The Fund may not act as an
underwriter of securities issued by others, except insofar as
the Fund may be deemed an underwriter in connection with the
disposition of portfolio securities.
Comment.
Generally, a mutual fund may not be an
underwriter of securities issued by others. However, an
exception to this restriction enables the Fund to sell
securities held in its portfolio, usually securities which were
acquired in unregistered or restricted form, even
though it otherwise might technically be classified as an
underwriter under the federal securities laws in making such
sales.
Commodities.
The Fund may not purchase or sell
commodities or commodity contracts unless acquired as a result
of ownership of securities or other instruments issued by
persons that purchase or sell commodities or commodities
contracts, but this restriction shall not prevent the Fund from
purchasing, selling and entering into financial futures
contracts (including futures contracts on indices of securities,
interest rates and currencies), options on financial futures
contracts, warrants, swaps, forward contracts, foreign currency
spot and forward contracts, or other derivative instruments that
are not related to physical commodities.
Comment.
The Fund has the ability to purchase and sell
(write) put and call options and to enter into futures contracts
and options on futures contracts for hedging and risk management
and for other non-hedging purposes.
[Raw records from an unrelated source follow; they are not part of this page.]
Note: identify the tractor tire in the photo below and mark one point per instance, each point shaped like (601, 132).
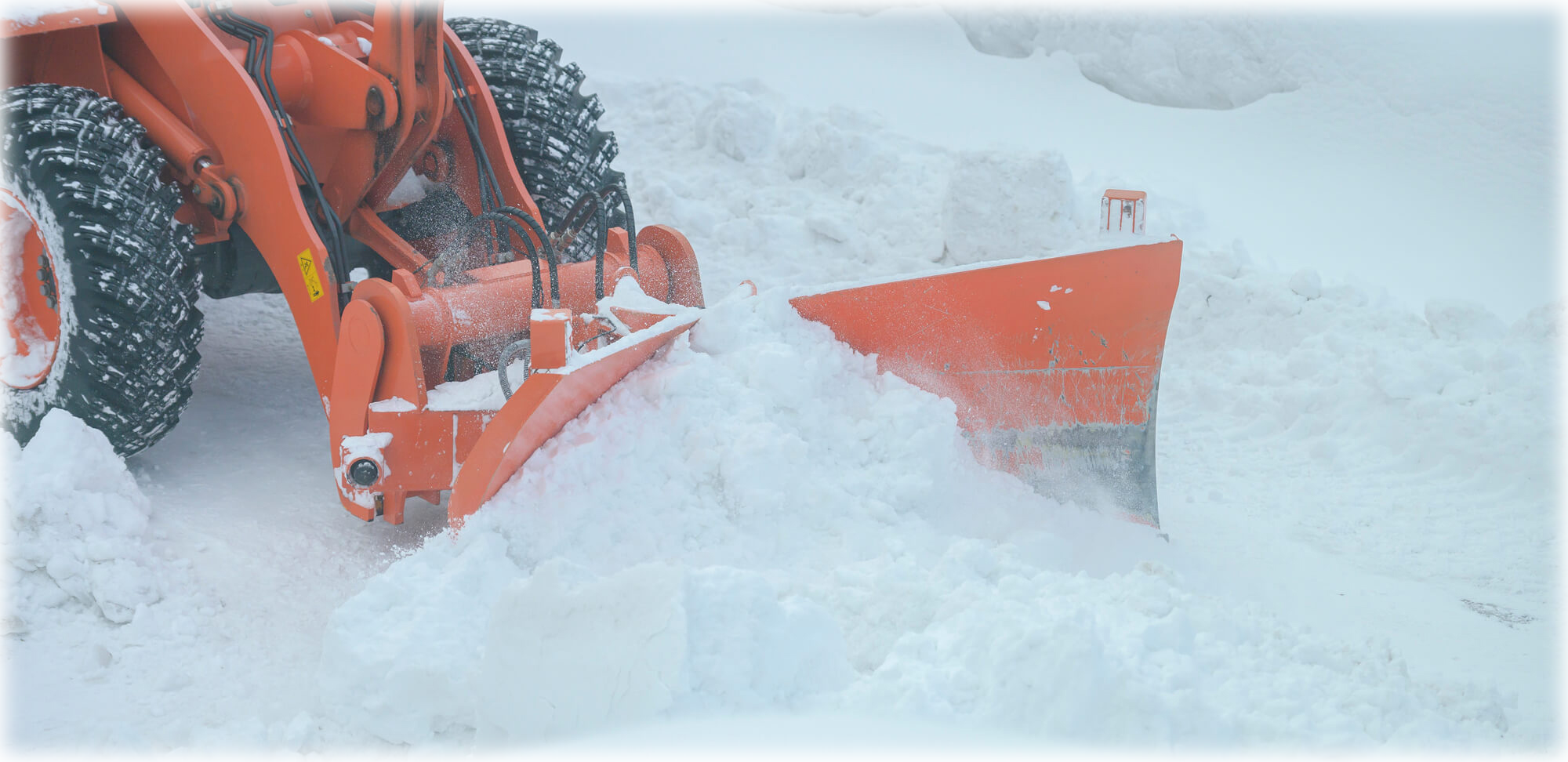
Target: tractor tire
(98, 291)
(551, 128)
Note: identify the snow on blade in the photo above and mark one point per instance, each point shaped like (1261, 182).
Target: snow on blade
(71, 528)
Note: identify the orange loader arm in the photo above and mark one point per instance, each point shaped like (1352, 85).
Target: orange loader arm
(289, 128)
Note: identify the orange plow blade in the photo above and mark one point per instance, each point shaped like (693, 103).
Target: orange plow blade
(1054, 365)
(546, 402)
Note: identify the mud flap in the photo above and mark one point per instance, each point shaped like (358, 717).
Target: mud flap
(1054, 365)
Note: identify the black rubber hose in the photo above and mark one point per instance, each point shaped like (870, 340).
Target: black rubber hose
(545, 242)
(512, 352)
(619, 189)
(534, 253)
(570, 234)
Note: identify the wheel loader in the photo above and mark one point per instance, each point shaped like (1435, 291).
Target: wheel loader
(435, 203)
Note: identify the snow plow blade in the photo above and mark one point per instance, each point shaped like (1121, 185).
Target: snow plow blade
(1054, 365)
(546, 402)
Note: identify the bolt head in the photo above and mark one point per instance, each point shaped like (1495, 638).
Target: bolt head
(365, 473)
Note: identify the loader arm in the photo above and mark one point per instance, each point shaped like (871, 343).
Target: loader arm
(470, 343)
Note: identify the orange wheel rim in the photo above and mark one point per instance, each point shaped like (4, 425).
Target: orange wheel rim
(29, 297)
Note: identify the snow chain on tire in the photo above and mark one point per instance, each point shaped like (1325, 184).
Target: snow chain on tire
(551, 126)
(129, 327)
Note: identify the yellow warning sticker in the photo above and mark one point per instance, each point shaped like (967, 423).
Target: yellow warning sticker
(313, 280)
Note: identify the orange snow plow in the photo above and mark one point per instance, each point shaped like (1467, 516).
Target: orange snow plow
(434, 201)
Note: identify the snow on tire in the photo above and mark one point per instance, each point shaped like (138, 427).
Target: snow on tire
(125, 354)
(551, 128)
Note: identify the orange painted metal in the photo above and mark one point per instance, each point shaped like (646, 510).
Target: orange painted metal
(60, 48)
(546, 402)
(32, 324)
(1054, 365)
(1047, 360)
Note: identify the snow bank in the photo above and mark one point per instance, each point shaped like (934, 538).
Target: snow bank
(794, 739)
(760, 521)
(1445, 430)
(1196, 54)
(800, 198)
(71, 528)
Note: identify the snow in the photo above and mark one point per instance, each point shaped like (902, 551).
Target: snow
(1362, 493)
(71, 529)
(780, 739)
(29, 12)
(13, 368)
(1196, 54)
(413, 187)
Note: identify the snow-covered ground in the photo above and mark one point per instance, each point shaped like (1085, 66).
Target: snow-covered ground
(1363, 492)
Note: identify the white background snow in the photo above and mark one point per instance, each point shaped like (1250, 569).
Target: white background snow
(1362, 432)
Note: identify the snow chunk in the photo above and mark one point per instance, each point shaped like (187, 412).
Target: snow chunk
(394, 405)
(1307, 283)
(738, 125)
(570, 653)
(71, 528)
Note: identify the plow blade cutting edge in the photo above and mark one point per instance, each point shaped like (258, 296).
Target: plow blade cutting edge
(1053, 365)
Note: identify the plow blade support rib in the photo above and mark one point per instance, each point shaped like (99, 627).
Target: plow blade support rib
(1054, 365)
(546, 402)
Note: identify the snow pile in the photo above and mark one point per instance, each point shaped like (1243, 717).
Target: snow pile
(760, 521)
(800, 198)
(1403, 419)
(71, 528)
(1196, 54)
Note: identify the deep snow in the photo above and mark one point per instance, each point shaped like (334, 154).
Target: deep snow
(1365, 507)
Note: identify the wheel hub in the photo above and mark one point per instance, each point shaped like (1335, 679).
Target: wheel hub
(29, 297)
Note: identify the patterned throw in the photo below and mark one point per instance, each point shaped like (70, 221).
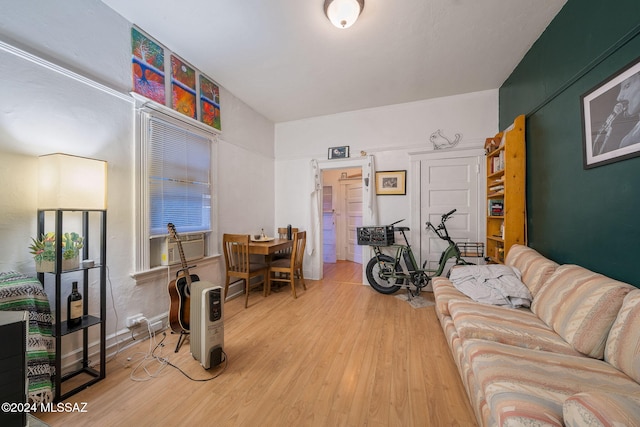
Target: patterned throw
(23, 293)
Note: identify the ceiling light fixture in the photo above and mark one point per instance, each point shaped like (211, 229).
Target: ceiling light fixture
(343, 13)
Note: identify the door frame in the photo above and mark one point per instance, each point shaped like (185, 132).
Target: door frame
(416, 183)
(367, 216)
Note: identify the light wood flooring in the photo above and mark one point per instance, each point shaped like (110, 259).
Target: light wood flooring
(339, 355)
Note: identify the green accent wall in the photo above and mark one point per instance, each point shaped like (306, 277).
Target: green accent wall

Examples of non-hedging risk
management strategies include increasing a Funds exposure
to the equity markets of particular countries by purchasing
futures contracts on the stock indices of those countries and
effectively increasing the duration of a bond portfolio by
purchasing futures contracts on fixed income securities. Hedging
and risk management techniques, unlike other non-hedging
derivative strategies, are not intended to be speculative but,
like all leveraged transactions, involve the possibility of
gains as well as losses that could be greater than the purchase
and sale of the underlying securities.
Lending.
The Fund may not make loans to other
persons except through the lending of securities held by it as
permitted by applicable law, through the use of repurchase
agreements, and by the purchase of debt securities, all in
accordance with its investment policies.
Real Estate.
The Fund may not purchase or sell
real estate, except that the Fund may invest in securities of
companies that deal in real estate or are engaged in the real
estate business, including real estate investment trusts, and
securities secured by real estate or interests therein and the
Fund may hold and sell real estate acquired through default,
liquidation, or other distributions of an interest in real
estate as a result of the Funds ownership of such
securities.
Purchase restricted (non-registered) or illiquid
securities, including repurchase agreements maturing in more
than seven days, if as a result, more than 15% of the
Funds net assets would then be invested in such securities
(excluding securities which are eligible for resale pursuant to
Rule 144A under the Securities Act of 1933).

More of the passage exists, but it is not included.